Bladder instability and incontinence are very common problems that affect both men and women. Instability (or "over-activity") refers to the condition in which the bladder muscle cannot stay in a relaxed state long enough for complete bladder filling. Most men and women should be able to hold about 500mL in their bladder, sometimes more. Instability occurs when the bladder muscle becomes "twitchy" before this reserve is reached, and the patient experiences the urge to go to the toilet more often than is normal, and often with more urgency, a need to rush instead of being able to hold on. There can be numerous causes for instability, and sometimes no obvious cause is apparent. Known causes include damage to the nerve supply of the bladder - through diabetes, neurological conditions or spinal injury; damage or irritation to the bladder lining itself - from infections, radiation, surgery; obstruction to outflow of urine from the bladder, typically from an enlarged prostate in men. In many patients, both men and women, aging can cause poorer bladder control.

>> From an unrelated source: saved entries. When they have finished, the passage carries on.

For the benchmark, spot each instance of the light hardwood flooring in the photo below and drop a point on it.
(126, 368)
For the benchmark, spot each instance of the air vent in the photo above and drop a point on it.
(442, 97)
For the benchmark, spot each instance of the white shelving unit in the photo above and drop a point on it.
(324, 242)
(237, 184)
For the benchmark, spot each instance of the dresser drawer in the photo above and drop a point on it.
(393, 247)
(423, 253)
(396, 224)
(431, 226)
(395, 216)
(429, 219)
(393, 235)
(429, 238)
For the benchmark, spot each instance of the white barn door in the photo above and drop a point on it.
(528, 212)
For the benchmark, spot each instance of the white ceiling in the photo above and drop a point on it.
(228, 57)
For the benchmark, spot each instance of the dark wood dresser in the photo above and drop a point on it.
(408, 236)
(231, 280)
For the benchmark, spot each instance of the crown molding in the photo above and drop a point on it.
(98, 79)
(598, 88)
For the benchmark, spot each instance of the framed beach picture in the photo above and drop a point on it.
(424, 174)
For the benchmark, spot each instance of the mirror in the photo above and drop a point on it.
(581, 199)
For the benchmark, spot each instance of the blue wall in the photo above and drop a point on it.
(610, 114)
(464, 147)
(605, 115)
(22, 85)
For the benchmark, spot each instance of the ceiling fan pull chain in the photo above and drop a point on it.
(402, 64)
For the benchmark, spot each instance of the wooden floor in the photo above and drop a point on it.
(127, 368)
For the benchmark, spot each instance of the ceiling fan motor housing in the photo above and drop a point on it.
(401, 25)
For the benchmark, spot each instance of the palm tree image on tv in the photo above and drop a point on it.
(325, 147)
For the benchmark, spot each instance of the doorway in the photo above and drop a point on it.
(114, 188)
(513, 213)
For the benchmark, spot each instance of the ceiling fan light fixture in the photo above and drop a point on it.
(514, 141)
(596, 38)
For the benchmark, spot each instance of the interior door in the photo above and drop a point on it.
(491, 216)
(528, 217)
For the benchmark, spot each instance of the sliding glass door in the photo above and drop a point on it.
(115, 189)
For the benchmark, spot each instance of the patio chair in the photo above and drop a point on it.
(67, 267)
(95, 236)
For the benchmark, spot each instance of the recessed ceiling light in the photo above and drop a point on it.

Incontinence refers to involuntary loss of urine. This is usually classified as one of two types - Urge Incontinence - the patient has a very strong urge to go to the toilet and cannot hold on till reaching the toilet, essentially the bladder starts to empty too soon. Secondly, Stress Incontinence refers to loss of urine due to a loss of the normal anatomical supports that keep the urethra closed until voluntary urination is commenced. This means that the patient leaks urine with any significant rise in abdominal pressure, like coughing, standing up from sitting, exercise, carrying heavy items, and even during intercourse. Patients not uncommonly can suffer from both forms of incontinence. There are many causes for both types of incontinence, and the urologist will take a detailed history and perform a thorough physical examination to determine the likely causes in a particular patient. In addition urologists often order a test called Urodynamics to clarify the nature of the problem in the instability-incontinence complex. This involves placing small pressure lines inside the bladder and filling the bladder with sterile water and measuring the pressure changes in the bladder as it is filled. When combined with x-ray imaging at the same time, this can provide valuable information as to whether the problem is just physiological (something wrong with how the bladder muscle is behaving) or also anatomical (the bladder has lost some of its normal supports).
Treatment for instability/over-activity is usually with a group of medications called "anti-cholinergic" drugs, which relax the bladder muscle and allow the patient to hold on for long. Common drugs in this group include oxybutinin, solifenacin, darifenacin and tolterodine.
Treatment for incontinence is also with the same drugs if it is urge incontinence in type, or with surgery in the case of stress incontinence. A number of different surgical procedures have been developed to restore the normal supports of the urethra and bladder to restore continence, and these are selected and tailored to each patient based on their needs.